Breach report
The ChatGPT Redis bug: a cancelled request handed you a stranger's chat history
What happened
On March 20, 2023, ChatGPT users began seeing brief descriptions of other users' conversations in their chat-history sidebar. OpenAI took the service offline to investigate. The company later confirmed that during a roughly nine-hour window (1–10 a.m. PT), a bug also may have exposed payment-related information belonging to 1.2% of ChatGPT Plus subscribers who were active in that period. The exposed billing fields included another active user's first and last name, email address, payment address, credit-card expiration date, and the last four digits only of a card number — full card numbers were not exposed.
Root cause
The leak came from the open-source redis-py client OpenAI used to cache user information. When a request is cancelled, the connection can be returned to the pool in a corrupted state. Under a specific race condition, a subsequent request reusing that pooled connection could receive data left over from the cancelled one — data belonging to a different user. A separate change earlier that morning increased request cancellations, which raised the rate of the collision until it surfaced as a visible cross-user leak. This is a classic concurrency defect (CWE-362): shared state — the connection pool — with no per-request identity check on what came back.

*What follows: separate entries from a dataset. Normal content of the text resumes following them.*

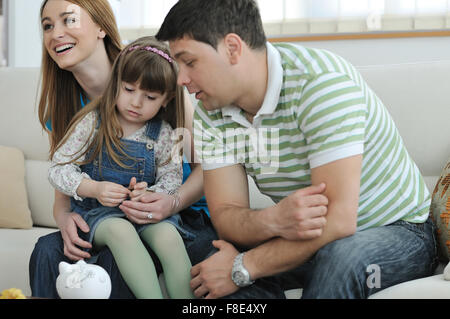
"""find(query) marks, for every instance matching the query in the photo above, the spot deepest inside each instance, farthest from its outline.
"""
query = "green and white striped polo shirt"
(317, 109)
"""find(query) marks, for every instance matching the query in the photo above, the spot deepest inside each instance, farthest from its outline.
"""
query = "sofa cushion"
(440, 212)
(14, 211)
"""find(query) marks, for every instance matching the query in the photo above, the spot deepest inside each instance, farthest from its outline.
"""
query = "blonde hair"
(60, 91)
(154, 73)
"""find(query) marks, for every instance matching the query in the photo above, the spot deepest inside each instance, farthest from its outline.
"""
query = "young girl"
(114, 148)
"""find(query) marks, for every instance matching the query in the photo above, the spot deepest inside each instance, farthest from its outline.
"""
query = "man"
(351, 212)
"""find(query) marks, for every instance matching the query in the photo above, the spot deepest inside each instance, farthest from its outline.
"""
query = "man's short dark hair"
(209, 21)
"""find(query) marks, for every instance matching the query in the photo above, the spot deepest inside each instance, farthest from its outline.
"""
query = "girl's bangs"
(149, 73)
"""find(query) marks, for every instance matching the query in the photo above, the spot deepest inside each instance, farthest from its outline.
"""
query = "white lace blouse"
(67, 178)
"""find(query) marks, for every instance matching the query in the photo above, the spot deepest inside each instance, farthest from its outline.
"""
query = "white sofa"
(415, 94)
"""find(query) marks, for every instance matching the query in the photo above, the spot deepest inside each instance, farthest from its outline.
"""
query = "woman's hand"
(110, 194)
(137, 189)
(68, 224)
(160, 205)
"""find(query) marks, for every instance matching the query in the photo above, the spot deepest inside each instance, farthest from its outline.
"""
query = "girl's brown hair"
(60, 92)
(154, 73)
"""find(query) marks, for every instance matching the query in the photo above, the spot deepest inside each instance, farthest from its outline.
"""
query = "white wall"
(387, 51)
(25, 42)
(24, 35)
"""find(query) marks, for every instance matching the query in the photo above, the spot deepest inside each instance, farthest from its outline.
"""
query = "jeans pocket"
(417, 228)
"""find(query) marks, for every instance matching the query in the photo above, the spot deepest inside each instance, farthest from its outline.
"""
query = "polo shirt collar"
(273, 91)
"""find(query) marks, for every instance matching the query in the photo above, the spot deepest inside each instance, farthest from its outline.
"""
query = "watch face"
(238, 277)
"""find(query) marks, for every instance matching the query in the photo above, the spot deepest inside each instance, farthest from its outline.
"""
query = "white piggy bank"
(82, 281)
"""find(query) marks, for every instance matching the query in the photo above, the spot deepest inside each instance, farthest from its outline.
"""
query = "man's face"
(204, 71)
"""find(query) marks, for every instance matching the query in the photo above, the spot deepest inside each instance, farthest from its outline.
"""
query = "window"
(306, 17)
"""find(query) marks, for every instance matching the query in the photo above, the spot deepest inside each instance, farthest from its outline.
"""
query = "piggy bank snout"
(83, 281)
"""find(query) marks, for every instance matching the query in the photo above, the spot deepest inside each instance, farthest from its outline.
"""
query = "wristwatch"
(239, 274)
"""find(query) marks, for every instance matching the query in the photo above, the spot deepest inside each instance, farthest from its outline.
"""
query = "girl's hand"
(68, 224)
(159, 204)
(137, 189)
(110, 194)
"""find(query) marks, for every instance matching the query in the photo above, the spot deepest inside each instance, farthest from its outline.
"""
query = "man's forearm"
(243, 227)
(279, 255)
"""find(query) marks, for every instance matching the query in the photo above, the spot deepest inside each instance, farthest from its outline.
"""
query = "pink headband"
(149, 48)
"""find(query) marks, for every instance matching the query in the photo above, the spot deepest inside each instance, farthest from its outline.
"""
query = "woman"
(81, 41)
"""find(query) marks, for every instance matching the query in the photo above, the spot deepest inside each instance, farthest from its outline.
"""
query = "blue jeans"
(367, 262)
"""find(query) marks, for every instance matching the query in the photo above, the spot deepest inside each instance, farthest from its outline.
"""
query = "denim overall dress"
(141, 165)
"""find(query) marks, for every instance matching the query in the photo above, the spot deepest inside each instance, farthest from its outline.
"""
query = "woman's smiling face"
(70, 35)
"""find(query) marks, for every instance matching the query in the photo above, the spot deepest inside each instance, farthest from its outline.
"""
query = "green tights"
(135, 263)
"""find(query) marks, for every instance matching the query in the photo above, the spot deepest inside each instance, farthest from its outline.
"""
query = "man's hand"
(301, 215)
(68, 224)
(212, 277)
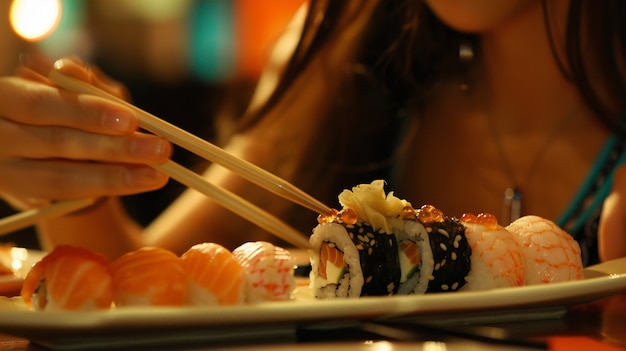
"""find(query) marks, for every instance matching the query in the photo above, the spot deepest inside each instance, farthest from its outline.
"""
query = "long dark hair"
(402, 53)
(409, 49)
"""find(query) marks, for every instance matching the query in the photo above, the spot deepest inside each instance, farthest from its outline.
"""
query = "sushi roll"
(353, 260)
(379, 244)
(149, 276)
(497, 259)
(215, 276)
(69, 278)
(268, 271)
(551, 254)
(451, 252)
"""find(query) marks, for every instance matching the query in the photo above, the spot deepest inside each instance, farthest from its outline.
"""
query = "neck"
(522, 83)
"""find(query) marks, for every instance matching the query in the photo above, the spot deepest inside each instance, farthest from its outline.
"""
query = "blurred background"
(187, 61)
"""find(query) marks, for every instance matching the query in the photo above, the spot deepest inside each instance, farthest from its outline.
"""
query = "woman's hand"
(612, 229)
(56, 144)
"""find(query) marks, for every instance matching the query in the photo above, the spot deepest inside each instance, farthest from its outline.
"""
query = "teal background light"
(212, 40)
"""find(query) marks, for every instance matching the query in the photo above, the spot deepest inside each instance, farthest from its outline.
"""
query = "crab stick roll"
(268, 269)
(216, 277)
(149, 276)
(497, 258)
(69, 278)
(551, 254)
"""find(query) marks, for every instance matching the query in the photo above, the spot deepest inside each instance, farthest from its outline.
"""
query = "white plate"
(19, 260)
(140, 326)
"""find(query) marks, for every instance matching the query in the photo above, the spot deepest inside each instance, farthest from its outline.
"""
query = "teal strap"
(589, 182)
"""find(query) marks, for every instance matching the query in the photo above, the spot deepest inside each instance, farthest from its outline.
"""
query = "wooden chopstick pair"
(188, 178)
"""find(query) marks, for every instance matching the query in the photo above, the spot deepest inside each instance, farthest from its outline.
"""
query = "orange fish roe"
(408, 212)
(345, 216)
(487, 219)
(328, 217)
(430, 214)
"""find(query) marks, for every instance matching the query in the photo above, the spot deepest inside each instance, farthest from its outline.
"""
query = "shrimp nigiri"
(69, 278)
(551, 254)
(269, 271)
(497, 258)
(216, 277)
(149, 276)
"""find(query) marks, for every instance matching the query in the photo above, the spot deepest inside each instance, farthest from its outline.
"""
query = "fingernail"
(144, 177)
(149, 149)
(120, 121)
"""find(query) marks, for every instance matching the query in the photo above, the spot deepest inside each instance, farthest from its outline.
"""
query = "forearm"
(105, 228)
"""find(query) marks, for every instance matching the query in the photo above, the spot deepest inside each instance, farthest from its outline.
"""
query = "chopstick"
(29, 217)
(200, 147)
(215, 154)
(234, 203)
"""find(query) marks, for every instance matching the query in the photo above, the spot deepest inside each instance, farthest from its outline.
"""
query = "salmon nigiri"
(149, 276)
(69, 278)
(216, 278)
(269, 271)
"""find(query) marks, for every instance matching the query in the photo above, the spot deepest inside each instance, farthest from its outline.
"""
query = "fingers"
(93, 75)
(63, 179)
(60, 142)
(31, 103)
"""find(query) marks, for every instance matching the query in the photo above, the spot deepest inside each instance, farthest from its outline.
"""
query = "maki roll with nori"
(379, 244)
(450, 249)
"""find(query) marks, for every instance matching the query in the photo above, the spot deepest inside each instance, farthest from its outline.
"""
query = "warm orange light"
(33, 20)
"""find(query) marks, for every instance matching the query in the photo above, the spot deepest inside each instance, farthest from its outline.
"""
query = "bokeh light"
(34, 20)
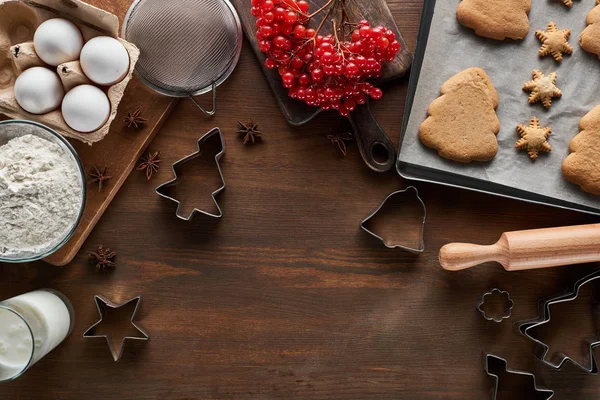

How it would have been caught
An integration test that fires overlapping requests from two distinct users and cancels some mid-flight, then asserts that every response's payload belongs to the requesting user, reproduces the fault directly. So would a check that validates the identity stamped on any cache read matches the caller before the data is used. The failure only appears under concurrency, so a single-user happy-path test can never see it — you must drive contention.
How to prevent it
- Never trust that data returned from a shared cache or pooled connection belongs to the caller. Stamp cache entries with the owner's identity and verify it on read.
- Treat connection pools as shared mutable state: ensure a cancelled or errored request cannot return a dirty connection to the pool.
- Load-test with concurrent, cancelling clients — the bugs that matter here are invisible without contention.
The Breachwire test (red → green)
Drive two authenticated users concurrently through the caching path, cancelling a fraction of requests, and assert a response is returned that contains User B's data while User A is the caller — the RED proof that pooled state crosses the user boundary. Add the owner-identity check on every cache read (and fix the pool's cancel handling), then re-run the same concurrency load and confirm every response matches its own caller, with no cross-user payload across thousands of cancelled requests.